Earlier this week, the Department of Justice (DOJ) announced that Norwegian Shipping company Wallenius Wilhelmsen Logistics AS (WWL) has agreed to pay a $98.9 million fine for its role in a price-fixing scheme with other international shipping companies that lasted more than a decade.

As part of an ongoing anti-trust investigation, WWL is the fourth shipping company charged in a conspiracy to control prices for the shipment of roll-on, roll-off cargo in and out of the Port of Baltimore and other US ports. The DOJ alleges that the conspirators fixed prices, rigged bids, and allocated customers for the shipment of roll-on, roll-off cargo (which generally includes wheeled vehicles such as cars and trucks and agricultural, construction, and mining equipment) between 2000 and 2012. To date, the four settling shipping companies have agreed to pay more than $230 in fines.

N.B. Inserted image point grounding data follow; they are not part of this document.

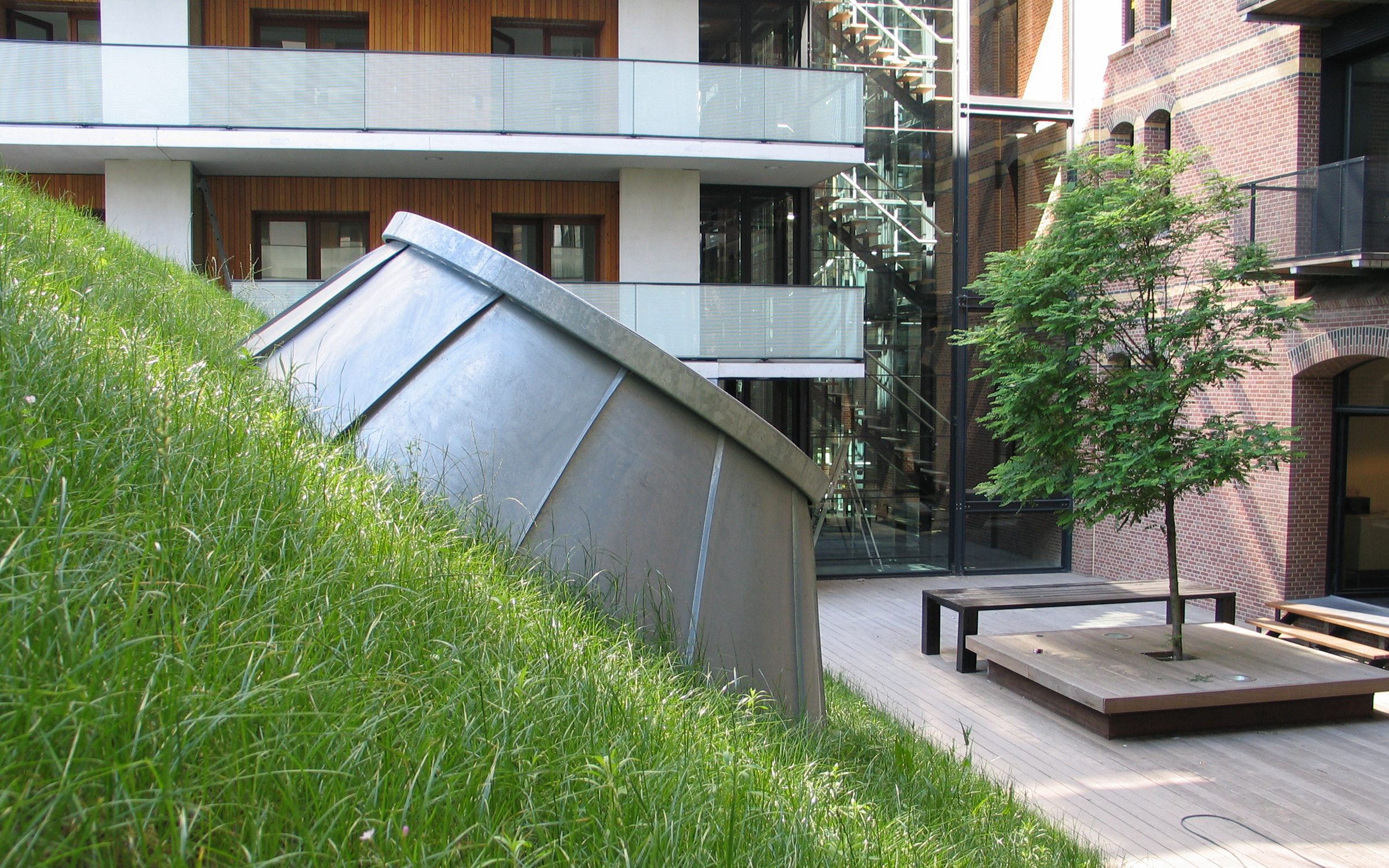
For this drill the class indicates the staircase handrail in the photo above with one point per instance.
(888, 213)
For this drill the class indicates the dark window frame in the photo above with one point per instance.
(314, 247)
(75, 12)
(549, 28)
(311, 23)
(1342, 411)
(800, 238)
(545, 224)
(799, 38)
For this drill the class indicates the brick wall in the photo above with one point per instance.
(1249, 96)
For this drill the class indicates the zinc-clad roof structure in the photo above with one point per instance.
(587, 443)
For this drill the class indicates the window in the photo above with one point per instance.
(307, 247)
(54, 23)
(755, 34)
(545, 38)
(310, 32)
(749, 235)
(1158, 133)
(560, 248)
(1122, 137)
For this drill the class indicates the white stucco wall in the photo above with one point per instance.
(152, 203)
(659, 217)
(145, 23)
(657, 30)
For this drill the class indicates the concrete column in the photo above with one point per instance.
(146, 23)
(657, 30)
(152, 203)
(659, 244)
(146, 87)
(659, 219)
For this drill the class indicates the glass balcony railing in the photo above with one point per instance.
(728, 321)
(1335, 214)
(692, 321)
(85, 84)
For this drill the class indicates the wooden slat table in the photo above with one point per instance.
(970, 602)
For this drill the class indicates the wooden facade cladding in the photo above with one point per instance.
(82, 191)
(460, 203)
(416, 25)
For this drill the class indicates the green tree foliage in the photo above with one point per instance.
(1103, 331)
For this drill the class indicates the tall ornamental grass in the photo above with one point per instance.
(228, 642)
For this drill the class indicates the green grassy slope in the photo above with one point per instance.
(226, 642)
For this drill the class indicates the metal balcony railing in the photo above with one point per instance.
(727, 321)
(692, 321)
(1335, 214)
(84, 84)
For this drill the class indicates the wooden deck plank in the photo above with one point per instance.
(1130, 796)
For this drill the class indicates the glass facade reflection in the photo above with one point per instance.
(966, 108)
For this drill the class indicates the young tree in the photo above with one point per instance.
(1102, 332)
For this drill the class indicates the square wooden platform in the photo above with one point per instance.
(1105, 681)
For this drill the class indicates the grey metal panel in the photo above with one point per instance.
(342, 365)
(497, 414)
(670, 501)
(754, 602)
(591, 325)
(311, 304)
(629, 512)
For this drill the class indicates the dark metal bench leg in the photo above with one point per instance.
(1226, 610)
(966, 660)
(929, 626)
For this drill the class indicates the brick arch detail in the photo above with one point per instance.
(1349, 341)
(1124, 116)
(1156, 105)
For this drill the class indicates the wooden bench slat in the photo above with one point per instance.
(1331, 616)
(1365, 652)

In addition to the fine, WWL has agreed to cooperate in the DOJ’s ongoing anti-trust investigation. It is unclear whether the ongoing investigation will focus on other conspiring companies or, based on the DOJ’s recent pivot toward individual accountability and language from its press release that it seeks to hold “ocean shipping companies and executives” responsible for these crimes, whether the investigation will drill down on the individuals responsible for the alleged scheme. With these massive penalties already agreed to by the companies, where the DOJ focuses its investigation next (other corporations or individuals) could be a bellwether for the tide of individual liability in similar large-scale, industry-wide investigations.